O Departamento Médico Legal (DML) resolveu, então, fazer um DNA dos restos mortais e comparou com uma irmã de Fierro. Foi comprovado que eles pertencem à mesma família, mas a certidão de óbito não foi liberada. Cinco anos depois, a indefinição deixa a família do apenado inconformada, como explica o advogado Marcelo Rollemberg Cabral.

"Eu classifico a situação como terrível, pois se trata de um homem que cometeu um erro, porém, a família deveria ter sido tratada de outra forma pelo Estado. Assim como foi feito é um total descaso. A filha dele tem 12 anos, está acompanhando a história e sofrendo muito, justamente pelo erro do Estado", criticou o defensor. "É um absurdo ficar dois anos esperando um laudo de DNA e mais três a certidão de óbito. A Justiça está tentando colocar panos quentes", completou.

Em 2009, um laudo do Instituto-Geral de Perícias (IGP) do Rio Grande do Sul comprovou que não se podia "excluir que fragmentos de músculo encaminhado à perícia pertençam a um indivíduo da mesma linhagem matrilínea de Márcia Regina Raulino Fierro", irmã do apenado. Com esse documento, os familiares dele encaminharam o pedido de certidão de óbito, só que o DML vem negando com a justificativa de que "o exame de DNA é apenas mais um dado de identificação nesse caso, que prova que são membros da mesma família, mas não prova que é ele mesmo. A identificação foi considerada inconclusiva".

Justiça reconhece dificuldade

O drama da família de Fierro "não é comum, mas acontece com relativa frequência", segundo o juiz Sidinei José Brzuska, da Fiscalização dos Presídios da Vara de Execuções Criminais (VEC). Ele reconhece a dificuldade em resolver esse caso: "A pessoa que expede a certidão de óbito precisa de algo que ateste que aquele é fulano. Nem sempre o documento é fornecido pela VEC, às vezes a pessoa deve buscá-lo em outras partes".

"Isso não é comum, mas acontece com relativa frequência. Tomamos conhecimento quando os presos telefonam para as famílias, dizendo que estão em risco, e um tempo depois alguém liga e diz 'já era'. Daí, as famílias vêm ao Fórum desesperadas atrás de notícias. (...) Pela lei, o juiz extingue a pena à vista da certidão de óbito. Vamos pedir ao DML um exame cadavérico para ver se, assim, conseguimos fazer a certidão de óbito do Marcelo Fierro", afirmou Brzuska.

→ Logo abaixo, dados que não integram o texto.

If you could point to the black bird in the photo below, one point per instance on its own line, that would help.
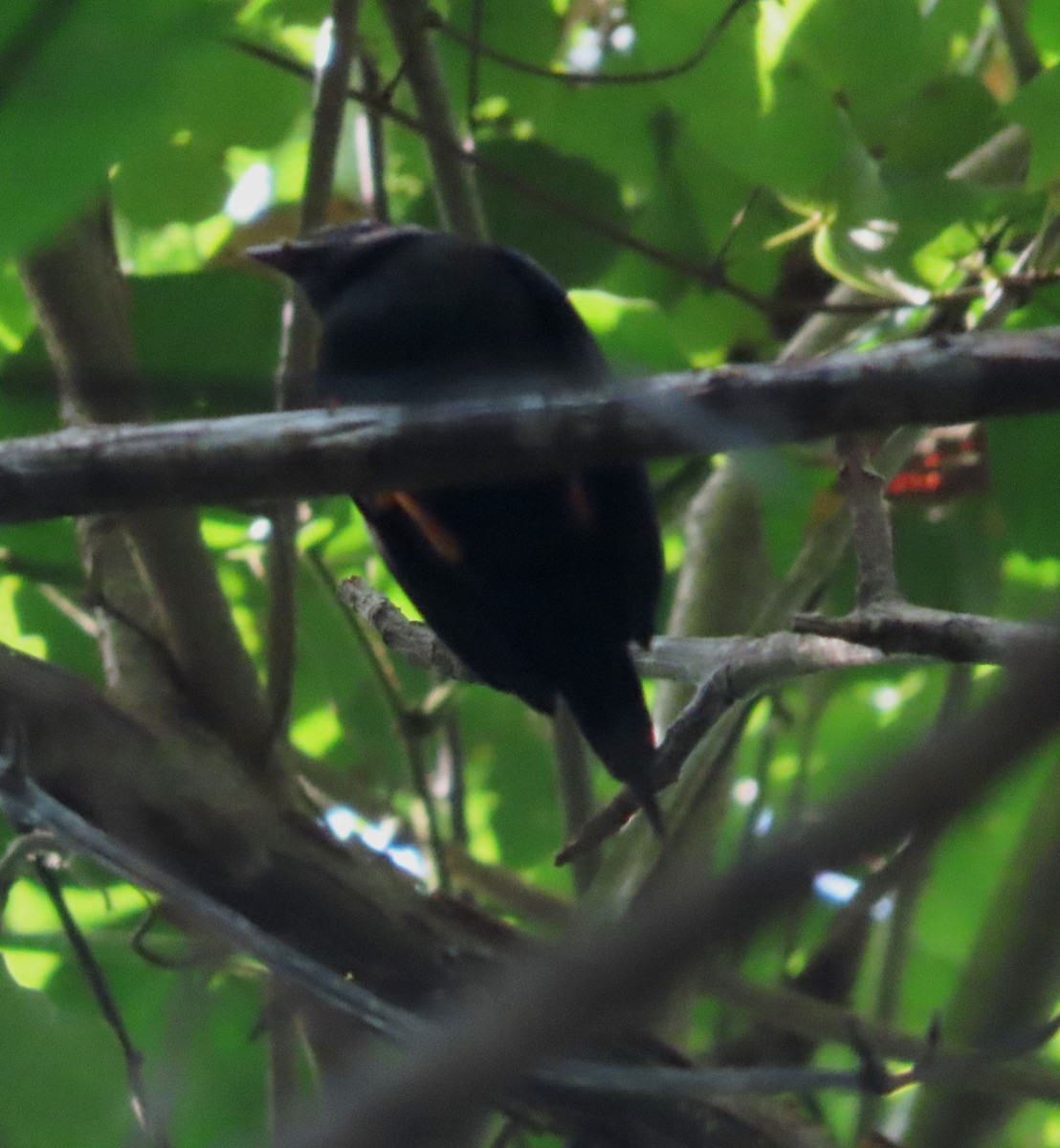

Enquanto o imbróglio não é resolvido, a filha do apenado, que mora com os tios, faz tratamento psicológico e frequenta o Conselho Tutelar. De acordo com Flávio Severo, cunhado de Fierro, ela quer apenas enterrar o pai simbolicamente e dar um ponto final na história. "Ela sente falta do pai, lamenta não ter visto ele pela última vez e comenta que já sabe o que aconteceu, mas não o sepultou. Ela quer pelo menos isso. O Estado deveria ter um pouco de consideração com a gente", disse ele.

Conforme o IGP, "o Departamento Médico Legal, por força da lei, só vai liberar os restos mortais à família mediante ordem judicial, único instrumento jurídico capaz de isentar a instituição da responsabilidade legal pela tutela do material". Ainda hoje, o diretor-geral do instituto deve se manifestar sobre o impasse.